In India, you will find gods, from under a tree, to greasy slab of a chowmein thela, to a pan wrapper, because Indians expect god to be what, where and when as they want.

"No point being omnipotent and omnipresent if I can't access you as per my convenience"
Will not discuss Bhakti-yoga here because the thread is already too long. But to give an example, see what Chokhamela, a 14th century vishnu-bhakta who was born in an ‘untouchable’ caste writes:
Vedas and the Shastras polluted;
Puranas inauspicious impure;
the body, the soul contaminated;
the manifest Being is the same. Brahma polluted, Vishnu too;
Shankar is impure, inauspicious.
Birth impure, dying is impure: says Chokha
pollution stretches without beginning and end.
True to the concept of Bhakti, not only Chokha shares the divine love of Vithobha, but Vithobha also shares the socially imposed ‘pollutedness’ of Chokha. If Bhakt Chokha, who is one with the Lord is ‘impure’ and 'inauspicious', then what is not?
That's some moksha-level dialogue going on there.

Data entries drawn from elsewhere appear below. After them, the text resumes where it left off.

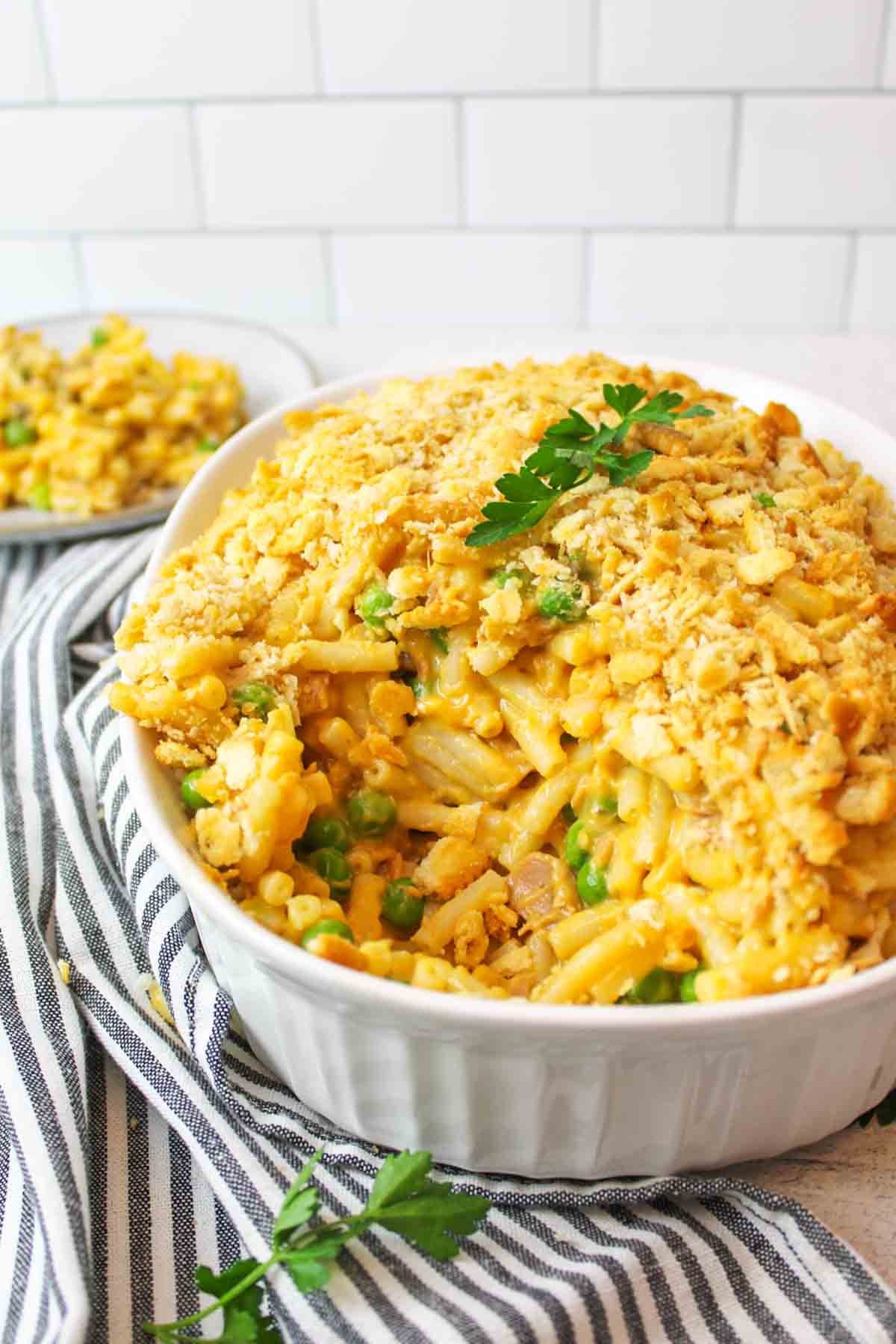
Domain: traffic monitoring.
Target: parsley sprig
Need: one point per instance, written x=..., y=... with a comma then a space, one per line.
x=403, y=1199
x=884, y=1112
x=570, y=453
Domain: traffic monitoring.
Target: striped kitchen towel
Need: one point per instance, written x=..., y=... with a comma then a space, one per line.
x=129, y=1151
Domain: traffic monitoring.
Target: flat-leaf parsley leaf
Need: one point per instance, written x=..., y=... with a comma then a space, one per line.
x=403, y=1199
x=570, y=453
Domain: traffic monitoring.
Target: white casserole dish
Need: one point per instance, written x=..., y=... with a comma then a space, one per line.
x=521, y=1088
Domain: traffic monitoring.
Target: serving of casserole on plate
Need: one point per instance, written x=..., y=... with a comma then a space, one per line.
x=105, y=418
x=635, y=749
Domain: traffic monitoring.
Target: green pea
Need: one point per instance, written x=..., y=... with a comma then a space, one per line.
x=40, y=497
x=578, y=561
x=401, y=906
x=597, y=809
x=190, y=793
x=254, y=698
x=591, y=883
x=327, y=833
x=335, y=868
x=688, y=987
x=18, y=433
x=371, y=812
x=511, y=571
x=561, y=603
x=657, y=987
x=335, y=927
x=374, y=604
x=573, y=851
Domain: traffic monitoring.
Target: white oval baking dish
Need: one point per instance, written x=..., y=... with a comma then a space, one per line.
x=521, y=1088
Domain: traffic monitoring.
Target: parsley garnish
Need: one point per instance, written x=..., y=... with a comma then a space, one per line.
x=403, y=1199
x=884, y=1112
x=570, y=453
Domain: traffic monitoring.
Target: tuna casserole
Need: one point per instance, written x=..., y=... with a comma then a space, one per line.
x=642, y=752
x=109, y=426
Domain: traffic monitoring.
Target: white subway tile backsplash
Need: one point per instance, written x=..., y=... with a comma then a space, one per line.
x=403, y=46
x=655, y=161
x=874, y=308
x=818, y=161
x=96, y=168
x=267, y=279
x=22, y=72
x=718, y=281
x=738, y=45
x=458, y=279
x=334, y=164
x=171, y=49
x=37, y=277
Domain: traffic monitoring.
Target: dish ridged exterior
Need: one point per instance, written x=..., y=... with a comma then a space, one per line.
x=497, y=1101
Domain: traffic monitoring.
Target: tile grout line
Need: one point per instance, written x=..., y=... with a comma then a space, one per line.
x=626, y=230
x=328, y=262
x=849, y=282
x=461, y=166
x=594, y=37
x=195, y=164
x=317, y=47
x=657, y=93
x=43, y=42
x=586, y=268
x=734, y=172
x=889, y=18
x=81, y=270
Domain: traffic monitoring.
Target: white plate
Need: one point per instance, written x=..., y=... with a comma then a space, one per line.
x=270, y=366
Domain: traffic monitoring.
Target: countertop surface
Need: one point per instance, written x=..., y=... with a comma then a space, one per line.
x=847, y=1180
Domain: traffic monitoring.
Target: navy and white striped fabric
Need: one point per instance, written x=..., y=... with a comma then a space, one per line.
x=131, y=1152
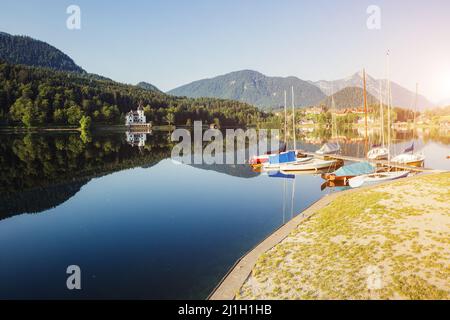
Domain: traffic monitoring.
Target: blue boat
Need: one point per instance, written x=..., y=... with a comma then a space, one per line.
x=350, y=171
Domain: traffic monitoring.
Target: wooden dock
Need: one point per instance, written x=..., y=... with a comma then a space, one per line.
x=379, y=163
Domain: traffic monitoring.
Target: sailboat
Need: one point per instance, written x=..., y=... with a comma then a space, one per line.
x=377, y=177
x=331, y=147
x=408, y=156
x=267, y=160
x=304, y=163
x=350, y=171
x=379, y=152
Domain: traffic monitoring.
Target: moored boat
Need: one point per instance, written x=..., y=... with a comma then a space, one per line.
x=377, y=177
x=378, y=153
x=312, y=165
x=350, y=171
x=410, y=159
x=329, y=148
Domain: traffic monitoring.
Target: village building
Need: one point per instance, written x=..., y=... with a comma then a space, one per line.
x=136, y=117
x=136, y=139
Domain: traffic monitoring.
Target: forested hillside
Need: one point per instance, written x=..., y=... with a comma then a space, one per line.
x=33, y=96
x=32, y=52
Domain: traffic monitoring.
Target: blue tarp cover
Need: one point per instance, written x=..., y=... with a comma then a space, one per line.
x=282, y=157
x=355, y=169
x=278, y=174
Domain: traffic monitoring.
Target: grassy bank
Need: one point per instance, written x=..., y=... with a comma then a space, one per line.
x=389, y=242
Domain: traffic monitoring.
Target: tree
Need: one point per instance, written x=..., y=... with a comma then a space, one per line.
x=85, y=123
x=170, y=118
x=74, y=115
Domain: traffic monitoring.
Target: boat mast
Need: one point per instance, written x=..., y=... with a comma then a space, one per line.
x=285, y=117
x=365, y=107
x=415, y=107
x=389, y=107
x=381, y=114
x=333, y=115
x=293, y=118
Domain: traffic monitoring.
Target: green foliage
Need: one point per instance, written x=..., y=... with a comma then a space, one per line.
x=28, y=51
x=85, y=123
x=37, y=96
x=253, y=87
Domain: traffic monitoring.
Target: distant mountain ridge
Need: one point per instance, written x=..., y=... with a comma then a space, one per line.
x=254, y=88
x=31, y=52
x=148, y=86
x=268, y=92
x=401, y=97
x=350, y=97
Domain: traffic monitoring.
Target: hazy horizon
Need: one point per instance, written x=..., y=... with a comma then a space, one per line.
x=172, y=43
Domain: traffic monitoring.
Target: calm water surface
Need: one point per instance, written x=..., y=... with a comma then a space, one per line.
x=137, y=224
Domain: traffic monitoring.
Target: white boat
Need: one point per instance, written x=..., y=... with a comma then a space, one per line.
x=378, y=153
x=372, y=178
x=312, y=165
x=329, y=148
x=411, y=159
x=276, y=166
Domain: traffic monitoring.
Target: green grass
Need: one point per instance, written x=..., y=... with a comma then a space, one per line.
x=358, y=232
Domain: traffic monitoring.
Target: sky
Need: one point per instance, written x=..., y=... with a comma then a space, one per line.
x=173, y=42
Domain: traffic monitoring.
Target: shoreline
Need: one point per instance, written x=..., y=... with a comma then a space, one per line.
x=232, y=283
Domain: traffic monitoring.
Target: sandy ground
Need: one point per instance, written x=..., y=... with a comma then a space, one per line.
x=389, y=242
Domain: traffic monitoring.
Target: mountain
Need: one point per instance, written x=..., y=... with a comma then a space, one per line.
x=35, y=96
x=444, y=103
x=147, y=86
x=350, y=97
x=401, y=97
x=254, y=88
x=28, y=51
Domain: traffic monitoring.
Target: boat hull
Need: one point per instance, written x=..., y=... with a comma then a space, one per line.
x=313, y=165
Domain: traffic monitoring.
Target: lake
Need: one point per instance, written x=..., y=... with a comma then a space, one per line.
x=138, y=224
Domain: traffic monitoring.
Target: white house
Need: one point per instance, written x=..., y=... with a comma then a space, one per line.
x=135, y=117
x=136, y=139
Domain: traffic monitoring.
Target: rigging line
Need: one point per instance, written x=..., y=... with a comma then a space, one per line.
x=293, y=119
x=292, y=199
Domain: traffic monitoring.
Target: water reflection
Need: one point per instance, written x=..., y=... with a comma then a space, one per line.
x=139, y=225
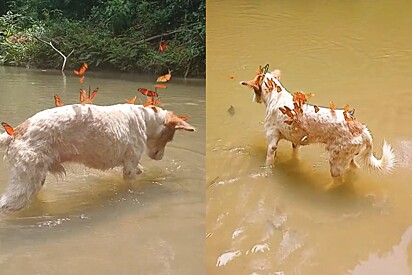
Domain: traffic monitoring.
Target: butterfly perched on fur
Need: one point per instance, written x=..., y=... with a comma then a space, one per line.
x=57, y=101
x=165, y=78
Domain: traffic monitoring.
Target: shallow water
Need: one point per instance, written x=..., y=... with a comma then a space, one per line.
x=91, y=222
x=281, y=220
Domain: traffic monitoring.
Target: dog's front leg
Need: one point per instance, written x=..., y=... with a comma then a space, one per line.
x=272, y=148
x=130, y=171
x=139, y=169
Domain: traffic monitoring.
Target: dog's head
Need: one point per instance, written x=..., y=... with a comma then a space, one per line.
x=155, y=145
x=257, y=82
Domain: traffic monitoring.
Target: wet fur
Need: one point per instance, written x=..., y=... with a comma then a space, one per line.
x=100, y=137
x=342, y=139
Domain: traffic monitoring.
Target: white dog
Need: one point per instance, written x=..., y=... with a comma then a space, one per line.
x=100, y=137
x=343, y=136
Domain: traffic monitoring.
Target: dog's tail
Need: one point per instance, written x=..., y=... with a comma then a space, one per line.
x=5, y=139
x=366, y=157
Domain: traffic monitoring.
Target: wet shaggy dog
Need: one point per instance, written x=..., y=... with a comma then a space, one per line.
x=343, y=137
x=100, y=137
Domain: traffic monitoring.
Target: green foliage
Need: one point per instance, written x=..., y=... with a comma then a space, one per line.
x=113, y=34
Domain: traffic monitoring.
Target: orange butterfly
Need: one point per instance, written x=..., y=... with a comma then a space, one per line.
x=165, y=78
x=131, y=101
x=160, y=86
x=345, y=113
x=147, y=92
x=184, y=118
x=332, y=106
x=162, y=46
x=82, y=95
x=57, y=101
x=8, y=128
x=84, y=100
x=82, y=70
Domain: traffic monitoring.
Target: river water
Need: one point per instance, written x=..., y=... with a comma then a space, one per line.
x=91, y=222
x=281, y=220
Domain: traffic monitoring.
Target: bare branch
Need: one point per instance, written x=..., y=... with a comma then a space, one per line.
x=54, y=48
x=163, y=34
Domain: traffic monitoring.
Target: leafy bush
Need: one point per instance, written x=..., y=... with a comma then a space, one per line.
x=113, y=34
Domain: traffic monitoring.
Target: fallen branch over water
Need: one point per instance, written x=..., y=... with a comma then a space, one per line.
x=54, y=48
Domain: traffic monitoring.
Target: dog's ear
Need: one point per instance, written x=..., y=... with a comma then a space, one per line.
x=250, y=84
x=178, y=123
x=276, y=73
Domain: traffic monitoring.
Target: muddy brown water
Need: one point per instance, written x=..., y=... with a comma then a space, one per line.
x=91, y=222
x=280, y=220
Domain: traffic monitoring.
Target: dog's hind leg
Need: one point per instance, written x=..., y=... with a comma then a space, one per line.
x=21, y=188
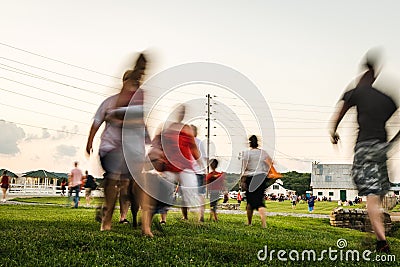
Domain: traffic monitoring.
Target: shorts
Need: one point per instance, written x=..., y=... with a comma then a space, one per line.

Those of us who have reached Chokha's level- no self-centred samsaric sukha kamana (which essentially is at cost of something- someone's labour, natural resources etc), can surely rely only on Krishna to take care of everything.
That's a personal arrangement.

But there is no free lunch in samsara. No responsibility = no freedom. And the same rule applies to our gods too.

Think about idol-worship. Could there by a more "scientific" representation of gods?